Skąd kupimy chleba, aby oni się posilili? A mówił to wystawiając go na próbę. Wiedział bowiem, co miał czynić. Odpowiedział Mu Filip: Za dwieście denarów nie wystarczy chleba, aby każdy z nich mógł choć trochę otrzymać. Jeden z uczniów Jego, Andrzej, brat Szymona Piotra, rzekł do Niego: Jest tu jeden chłopiec, który ma pięć chlebów jęczmiennych i dwie ryby, lecz cóż to jest dla tak wielu? Jezus zatem rzekł: Każcie ludziom usiąść! A w miejscu tym było wiele trawy. Usiedli więc mężczyźni, a liczba ich dochodziła do pięciu tysięcy. Jezus więc wziął chleby i odmówiwszy dziękczynienie, rozdał siedzącym; podobnie uczynił z rybami, rozdając tyle, ile kto chciał. A gdy się nasycili, rzekł do uczniów: Zbierzcie pozostałe ułomki, aby nic nie zginęło. Zebrali więc, i ułomkami z pięciu chlebów jęczmiennych, które zostały po spożywających, napełnili dwanaście koszów. A kiedy ci ludzie spostrzegli, jaki cud uczynił Jezus, mówili: Ten prawdziwie jest prorokiem, który miał przyjść na świat. Gdy więc Jezus poznał, że mieli przyjść i porwać Go, aby Go obwołać królem, sam usunął się znów na górę.

 

 

    Inicjatywa nakarmienia ludzi wyszła od samego Jezusa. Ewangelista nie wspomina o tym, żeby ktoś wołał o chleb, żeby był głodny. Ludzie przyszli słuchać Jezusa i prosić o uzdrowienia. To zachowanie Jezusa pokazuje, że dostrzega on wszystkie ludzkie potrzeby, nawet jeśli człowiek nie zawsze sam je zauważa.

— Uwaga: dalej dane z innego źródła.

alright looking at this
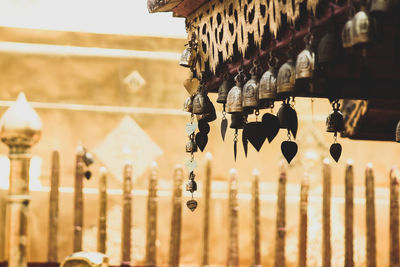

   Inna jest wrażliwość Jezusa i inne są zasady Jego ekonomii. Apostoł Filip myśli racjonalnie: 200 denarów i posiłek dla 5000 mężczyzn, to wyraźna dysproporcja. 200 denarów, to wprawdzie niemało (200 dniówek pracy), ale dla takiej rzeszy ludzi nie wystarczy.

     Jezus nie wyciąga ręki po 200 denarów, ale po 5 chlebów i 2 rybki – to już nie jest dysproporcja, to jest śmiesznie mało, prawie nic. I właśnie z tego ludzkiego „prawie nic” Jezus robi wszystko, co potrzeba. Dał nie dla zaspokojenia pierwszego głodu, ale dał do syta.

    Skąd się to wzięło? Jakim prawem czynność dzielenia dała więcej niż było? Prawem miłości. Miłość to „wyższa matematyka”, gdzie – wbrew logice – iloraz staje się iloczynem.